Biden’s Tax On Large Capital Gains At Death Will Catch A Few With Annual Incomes Of Less than $400,000

Taxes

President Biden’s campaign promise never to raise taxes on those making $400,000 or less annually will inevitably conflict with his proposal to tax unrealized capital gains at death.

My TPC colleague Rob McClelland and I estimate Biden’s new capital gains tax could exempt about 98 percent of decedents who made $400,000 or less, but about 2 percent may face a tax increase. In other words, Biden would come very close to meeting his pledge, but a relative handful of lower-income decedents may pay higher taxes at death. And even that small number may add to the political challenges Biden faces as he tries to convince Congress to pass a tax on capital gains at death.

The pledge

In his campaign and again as part of his American Families Plan, Biden said he’d raise the top individual income tax rate to 39.6 percent plus an additional 3.8 percent Affordable Care Act tax. Biden also wants households with annual income of $1 million or more a year to pay that rate on long-term capital gains. But under current law, those households could avoid the hefty tax by holding on to their assets and passing those unrealized gains on to their heirs tax-free.

We’ll know more details when Biden releases his budget on Friday, but it appears he would address this avoidance problem by taxing at death unrealized capital gains that exceed $1 million ($2 million for married couples) plus the existing housing exemption. In other words, assets passed to heirs would be treated as though they’ve been sold, and gains in excess of $1 million would be taxed.

Assets but little income

For a relatively small number of decedents, this plan could run headlong into Biden’s promise to not raise taxes on those with incomes below $400,000. Of course, the vast majority of decedents will have unrealized gains of far less than $1 million. Indeed, most will leave entire estates far below that threshold. Among people over 70, about 83 percent live in a household with total net worth of less than $1 million.
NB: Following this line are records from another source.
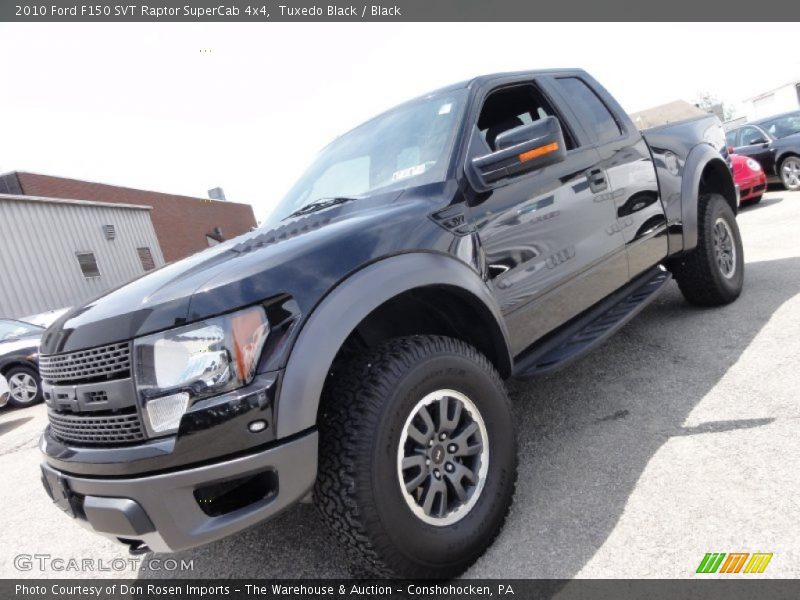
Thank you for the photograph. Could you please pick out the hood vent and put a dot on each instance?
(284, 232)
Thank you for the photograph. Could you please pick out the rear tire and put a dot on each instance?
(371, 452)
(713, 273)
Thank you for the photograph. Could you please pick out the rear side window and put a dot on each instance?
(590, 109)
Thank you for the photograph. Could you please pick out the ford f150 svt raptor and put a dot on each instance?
(356, 344)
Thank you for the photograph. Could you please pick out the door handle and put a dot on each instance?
(597, 180)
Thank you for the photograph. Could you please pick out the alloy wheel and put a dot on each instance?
(23, 388)
(790, 172)
(443, 457)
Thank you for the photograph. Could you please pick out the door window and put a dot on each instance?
(751, 135)
(590, 108)
(511, 107)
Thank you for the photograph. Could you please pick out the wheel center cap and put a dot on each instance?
(437, 454)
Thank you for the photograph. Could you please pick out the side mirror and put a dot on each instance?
(519, 150)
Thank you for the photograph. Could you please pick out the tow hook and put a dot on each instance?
(137, 547)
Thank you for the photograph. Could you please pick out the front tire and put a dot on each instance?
(790, 173)
(417, 457)
(24, 387)
(713, 273)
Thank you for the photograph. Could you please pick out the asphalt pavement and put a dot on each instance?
(680, 436)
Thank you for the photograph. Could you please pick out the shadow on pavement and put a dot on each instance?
(586, 434)
(7, 426)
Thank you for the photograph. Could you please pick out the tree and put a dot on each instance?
(710, 103)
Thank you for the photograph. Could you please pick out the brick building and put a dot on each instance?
(183, 224)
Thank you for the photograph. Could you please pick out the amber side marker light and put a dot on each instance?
(537, 152)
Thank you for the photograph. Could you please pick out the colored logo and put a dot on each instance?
(734, 562)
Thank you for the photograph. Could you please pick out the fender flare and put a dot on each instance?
(699, 158)
(332, 321)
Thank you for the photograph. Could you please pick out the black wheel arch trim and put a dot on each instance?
(700, 157)
(343, 309)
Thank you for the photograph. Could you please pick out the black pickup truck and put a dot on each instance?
(356, 344)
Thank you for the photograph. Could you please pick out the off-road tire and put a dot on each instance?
(31, 377)
(362, 417)
(698, 273)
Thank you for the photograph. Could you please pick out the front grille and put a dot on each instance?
(83, 429)
(105, 362)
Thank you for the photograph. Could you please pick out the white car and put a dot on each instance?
(3, 391)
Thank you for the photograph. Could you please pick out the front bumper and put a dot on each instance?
(164, 511)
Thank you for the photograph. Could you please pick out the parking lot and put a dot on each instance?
(680, 436)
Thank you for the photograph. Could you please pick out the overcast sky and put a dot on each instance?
(183, 108)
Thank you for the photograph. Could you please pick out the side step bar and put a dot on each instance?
(592, 328)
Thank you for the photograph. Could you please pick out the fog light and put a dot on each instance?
(165, 413)
(257, 426)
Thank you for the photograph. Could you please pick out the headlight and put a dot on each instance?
(176, 367)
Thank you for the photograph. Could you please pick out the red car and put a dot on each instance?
(750, 178)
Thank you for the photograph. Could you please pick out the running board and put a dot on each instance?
(592, 328)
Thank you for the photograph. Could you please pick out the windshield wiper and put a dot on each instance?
(318, 205)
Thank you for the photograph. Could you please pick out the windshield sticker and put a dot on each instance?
(409, 172)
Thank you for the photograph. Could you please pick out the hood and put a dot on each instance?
(25, 343)
(302, 257)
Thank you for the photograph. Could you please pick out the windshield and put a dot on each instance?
(407, 146)
(782, 126)
(10, 329)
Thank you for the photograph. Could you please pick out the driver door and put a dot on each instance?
(550, 237)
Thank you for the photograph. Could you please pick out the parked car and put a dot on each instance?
(3, 391)
(19, 361)
(775, 143)
(357, 343)
(749, 176)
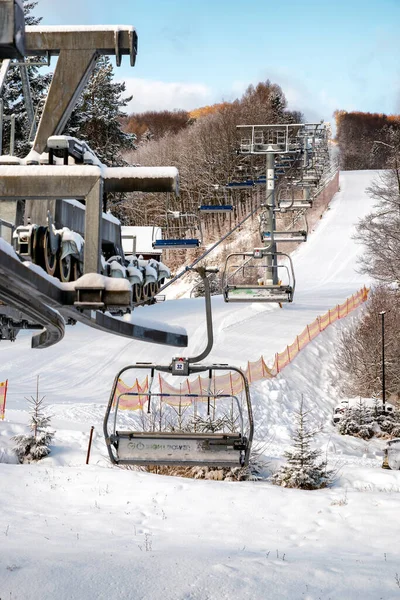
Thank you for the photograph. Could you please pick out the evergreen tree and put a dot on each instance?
(34, 446)
(13, 97)
(358, 421)
(97, 117)
(303, 470)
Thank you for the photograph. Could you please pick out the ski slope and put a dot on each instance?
(85, 362)
(71, 531)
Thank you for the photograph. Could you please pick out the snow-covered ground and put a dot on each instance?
(73, 531)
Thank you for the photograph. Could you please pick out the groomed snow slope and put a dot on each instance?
(71, 531)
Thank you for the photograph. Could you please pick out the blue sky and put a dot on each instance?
(324, 54)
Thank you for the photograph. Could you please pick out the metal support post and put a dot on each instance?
(1, 125)
(270, 201)
(383, 362)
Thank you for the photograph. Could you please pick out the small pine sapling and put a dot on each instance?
(303, 470)
(35, 445)
(358, 421)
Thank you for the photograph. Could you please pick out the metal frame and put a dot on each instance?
(212, 449)
(207, 448)
(267, 292)
(175, 239)
(31, 287)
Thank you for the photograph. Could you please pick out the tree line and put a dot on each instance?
(365, 139)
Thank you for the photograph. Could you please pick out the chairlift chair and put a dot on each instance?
(170, 447)
(215, 202)
(249, 277)
(183, 231)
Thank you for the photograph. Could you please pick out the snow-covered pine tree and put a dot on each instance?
(13, 97)
(97, 117)
(358, 421)
(303, 470)
(35, 445)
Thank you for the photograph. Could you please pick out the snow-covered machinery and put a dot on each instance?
(391, 458)
(287, 235)
(85, 284)
(250, 277)
(181, 421)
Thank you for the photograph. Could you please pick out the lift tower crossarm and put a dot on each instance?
(78, 49)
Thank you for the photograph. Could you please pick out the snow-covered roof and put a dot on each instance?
(144, 239)
(73, 28)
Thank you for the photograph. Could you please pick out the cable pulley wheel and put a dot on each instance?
(66, 268)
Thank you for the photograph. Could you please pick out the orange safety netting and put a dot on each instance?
(127, 402)
(232, 383)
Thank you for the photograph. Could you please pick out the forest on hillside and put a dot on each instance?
(367, 140)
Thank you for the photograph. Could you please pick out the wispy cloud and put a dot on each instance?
(159, 95)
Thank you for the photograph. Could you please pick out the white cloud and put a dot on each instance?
(159, 95)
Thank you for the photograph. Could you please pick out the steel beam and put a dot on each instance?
(78, 49)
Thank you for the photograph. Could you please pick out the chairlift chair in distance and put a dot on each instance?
(249, 276)
(215, 202)
(168, 447)
(183, 231)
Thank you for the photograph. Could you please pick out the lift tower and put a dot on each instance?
(271, 140)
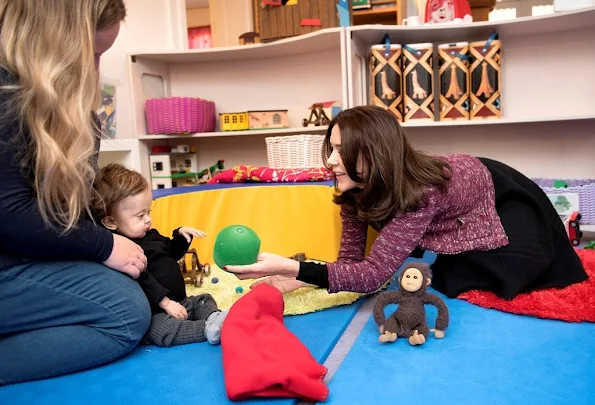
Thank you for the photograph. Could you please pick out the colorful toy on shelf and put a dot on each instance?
(263, 119)
(236, 245)
(330, 108)
(453, 65)
(317, 116)
(248, 38)
(237, 121)
(268, 119)
(197, 271)
(486, 76)
(275, 22)
(448, 11)
(573, 229)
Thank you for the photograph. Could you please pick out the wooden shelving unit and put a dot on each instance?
(381, 12)
(548, 90)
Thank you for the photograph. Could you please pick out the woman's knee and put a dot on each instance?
(133, 312)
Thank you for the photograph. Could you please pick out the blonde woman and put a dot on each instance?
(68, 298)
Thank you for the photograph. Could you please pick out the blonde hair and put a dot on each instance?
(48, 46)
(113, 184)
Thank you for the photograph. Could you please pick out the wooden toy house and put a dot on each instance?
(237, 121)
(274, 22)
(265, 119)
(173, 169)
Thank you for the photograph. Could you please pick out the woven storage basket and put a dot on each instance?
(179, 115)
(585, 188)
(295, 151)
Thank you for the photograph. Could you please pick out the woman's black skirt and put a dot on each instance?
(538, 256)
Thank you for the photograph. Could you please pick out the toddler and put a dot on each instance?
(122, 203)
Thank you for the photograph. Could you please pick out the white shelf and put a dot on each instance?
(123, 151)
(547, 87)
(313, 42)
(271, 132)
(501, 121)
(446, 33)
(118, 145)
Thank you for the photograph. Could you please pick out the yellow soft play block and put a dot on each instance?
(302, 301)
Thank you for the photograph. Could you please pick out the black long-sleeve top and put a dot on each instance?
(162, 276)
(24, 235)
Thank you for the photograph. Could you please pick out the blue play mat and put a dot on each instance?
(189, 374)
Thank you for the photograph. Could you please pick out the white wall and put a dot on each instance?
(151, 25)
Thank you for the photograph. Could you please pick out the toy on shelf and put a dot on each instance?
(237, 121)
(246, 120)
(453, 65)
(387, 79)
(268, 119)
(573, 229)
(248, 38)
(418, 76)
(197, 271)
(207, 174)
(485, 78)
(317, 116)
(409, 320)
(448, 11)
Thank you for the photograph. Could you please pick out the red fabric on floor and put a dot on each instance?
(575, 303)
(261, 357)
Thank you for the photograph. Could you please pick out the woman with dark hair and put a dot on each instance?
(491, 227)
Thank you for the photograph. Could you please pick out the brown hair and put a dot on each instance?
(396, 175)
(113, 184)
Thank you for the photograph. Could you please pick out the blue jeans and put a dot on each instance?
(61, 317)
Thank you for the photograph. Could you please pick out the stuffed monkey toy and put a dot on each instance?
(409, 320)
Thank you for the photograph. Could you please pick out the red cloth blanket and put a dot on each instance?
(248, 173)
(575, 303)
(261, 357)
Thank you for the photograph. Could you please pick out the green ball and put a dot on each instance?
(236, 245)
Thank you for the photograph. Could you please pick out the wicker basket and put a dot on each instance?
(295, 151)
(179, 115)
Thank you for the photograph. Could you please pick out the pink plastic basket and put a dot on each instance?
(179, 115)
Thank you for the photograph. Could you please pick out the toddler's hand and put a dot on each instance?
(187, 232)
(174, 308)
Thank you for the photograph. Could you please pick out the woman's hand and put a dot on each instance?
(267, 264)
(283, 284)
(127, 257)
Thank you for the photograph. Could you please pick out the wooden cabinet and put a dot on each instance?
(547, 128)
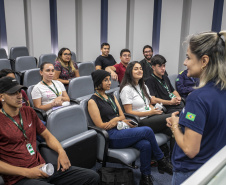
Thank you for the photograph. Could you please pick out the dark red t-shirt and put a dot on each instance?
(13, 148)
(120, 71)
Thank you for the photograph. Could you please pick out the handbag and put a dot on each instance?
(116, 176)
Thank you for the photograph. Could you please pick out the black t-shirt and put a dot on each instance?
(105, 61)
(106, 111)
(156, 89)
(147, 69)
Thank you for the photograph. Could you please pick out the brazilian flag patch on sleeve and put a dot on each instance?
(190, 116)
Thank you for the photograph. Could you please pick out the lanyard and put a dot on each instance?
(56, 92)
(111, 102)
(171, 95)
(142, 96)
(21, 122)
(164, 85)
(148, 63)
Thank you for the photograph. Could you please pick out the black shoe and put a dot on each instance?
(146, 180)
(165, 166)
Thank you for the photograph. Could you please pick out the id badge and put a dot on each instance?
(30, 149)
(171, 95)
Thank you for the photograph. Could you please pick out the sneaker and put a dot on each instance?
(165, 166)
(146, 180)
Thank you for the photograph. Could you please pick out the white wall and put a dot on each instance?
(66, 21)
(170, 33)
(201, 16)
(223, 25)
(91, 30)
(15, 24)
(143, 26)
(129, 25)
(40, 24)
(117, 11)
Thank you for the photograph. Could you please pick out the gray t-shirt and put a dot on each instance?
(130, 96)
(47, 95)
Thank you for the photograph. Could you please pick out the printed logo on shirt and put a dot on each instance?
(190, 116)
(181, 72)
(183, 110)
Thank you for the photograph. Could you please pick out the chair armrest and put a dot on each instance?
(132, 116)
(183, 100)
(164, 109)
(73, 101)
(103, 140)
(41, 112)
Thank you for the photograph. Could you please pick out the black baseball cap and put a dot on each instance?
(9, 85)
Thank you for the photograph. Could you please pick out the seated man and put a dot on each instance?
(20, 162)
(185, 84)
(105, 59)
(160, 88)
(118, 70)
(146, 62)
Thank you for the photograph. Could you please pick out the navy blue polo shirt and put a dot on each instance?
(204, 113)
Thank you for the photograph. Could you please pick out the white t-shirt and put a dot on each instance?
(47, 95)
(129, 95)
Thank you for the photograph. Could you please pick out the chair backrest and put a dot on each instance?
(47, 58)
(66, 122)
(24, 63)
(5, 64)
(29, 90)
(3, 53)
(73, 56)
(86, 68)
(114, 84)
(80, 86)
(172, 79)
(117, 95)
(18, 52)
(31, 77)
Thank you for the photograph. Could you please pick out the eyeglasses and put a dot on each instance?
(126, 56)
(148, 51)
(67, 54)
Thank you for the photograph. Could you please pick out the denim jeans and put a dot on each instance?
(179, 177)
(141, 138)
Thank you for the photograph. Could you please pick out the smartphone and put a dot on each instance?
(133, 122)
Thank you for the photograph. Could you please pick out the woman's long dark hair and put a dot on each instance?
(129, 80)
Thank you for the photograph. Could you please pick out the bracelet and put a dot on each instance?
(174, 127)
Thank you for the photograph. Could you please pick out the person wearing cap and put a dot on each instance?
(49, 94)
(11, 73)
(20, 162)
(106, 113)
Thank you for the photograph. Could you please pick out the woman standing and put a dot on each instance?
(201, 128)
(65, 68)
(136, 100)
(106, 112)
(49, 94)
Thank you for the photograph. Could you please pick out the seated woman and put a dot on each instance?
(49, 94)
(136, 100)
(11, 73)
(106, 112)
(65, 68)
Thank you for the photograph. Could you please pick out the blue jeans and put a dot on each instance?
(141, 138)
(179, 177)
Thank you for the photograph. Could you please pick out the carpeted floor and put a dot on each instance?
(159, 179)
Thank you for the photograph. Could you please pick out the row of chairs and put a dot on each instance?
(83, 141)
(29, 73)
(23, 51)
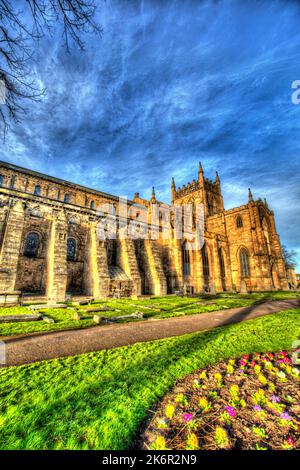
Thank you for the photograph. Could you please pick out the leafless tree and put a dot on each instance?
(20, 28)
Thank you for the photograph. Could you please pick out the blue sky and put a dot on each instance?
(167, 84)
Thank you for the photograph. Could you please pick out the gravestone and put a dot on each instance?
(243, 288)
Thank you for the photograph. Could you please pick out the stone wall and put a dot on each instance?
(146, 266)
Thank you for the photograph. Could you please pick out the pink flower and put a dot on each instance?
(275, 399)
(231, 411)
(187, 417)
(285, 416)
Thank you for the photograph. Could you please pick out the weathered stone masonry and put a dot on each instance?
(49, 245)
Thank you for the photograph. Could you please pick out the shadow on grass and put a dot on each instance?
(100, 399)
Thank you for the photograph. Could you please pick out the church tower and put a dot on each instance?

But some people with large unrealized gains will have been living on relatively low incomes. Imagine someone who is retired and living on Social Security, a modest pension, and some savings. But they still are holding that Microsoft

MSFT
stock they bought in 1987.  

To see how many there are, Rob looked at the 2019 Survey of Consumer Finances (SCF), and after adjusting for inflation, combined it with the 2016 and 2013 surveys. This Federal Reserve Board survey has the best information available on both wealth and income.

Defining income

As Howard pointed out in a recent blog, the US government has no single definition of income. For these purposes, the Federal Reserve Board uses a definition similar to gross income reported on tax return. It includes wages; business and farm income; interest, dividend, and capital gains income; transfer payments; Social Security income; withdrawals from retirement accounts such as IRAs; and income from other tax-deferred pension accounts. The Fed leaves out deductions or exclusions that normally would be used to calculate taxable income.

We could not directly measure the effect of Biden’s plan on decedents, or even the very old since there are so few of them in the survey. As a close proxy, Rob looked at households headed by someone at least 70 years old. And he found that less than 3 percent would face Biden’s tax on unrealized gains if they passed away in the survey year. But about two-thirds of them have SCF income of less than $400,000. More than half still appeared to be working since they reported business and farm income. Thus, an additional number would likely fall below the $400,000 cutoff after they retire but before they die.

Biden can’t solve this problem by raising the threshold for taxable gains by any reasonable amount. If he doubles the exemption to $2 million ($4 million for joint filers), he could reduce the number of those age 70 and older who would pay the tax but still not eliminate them. Nor could he fix the problem by redefining income in some way.

The problem is that retirees tend to have lower incomes than workers, and some of those retirees inevitably will have a lifetime of unrealized gains that amounts to millions of dollars. Biden is right: Those gains should be taxed. But his no-tax pledge on those making $400,000 or less will make it hard.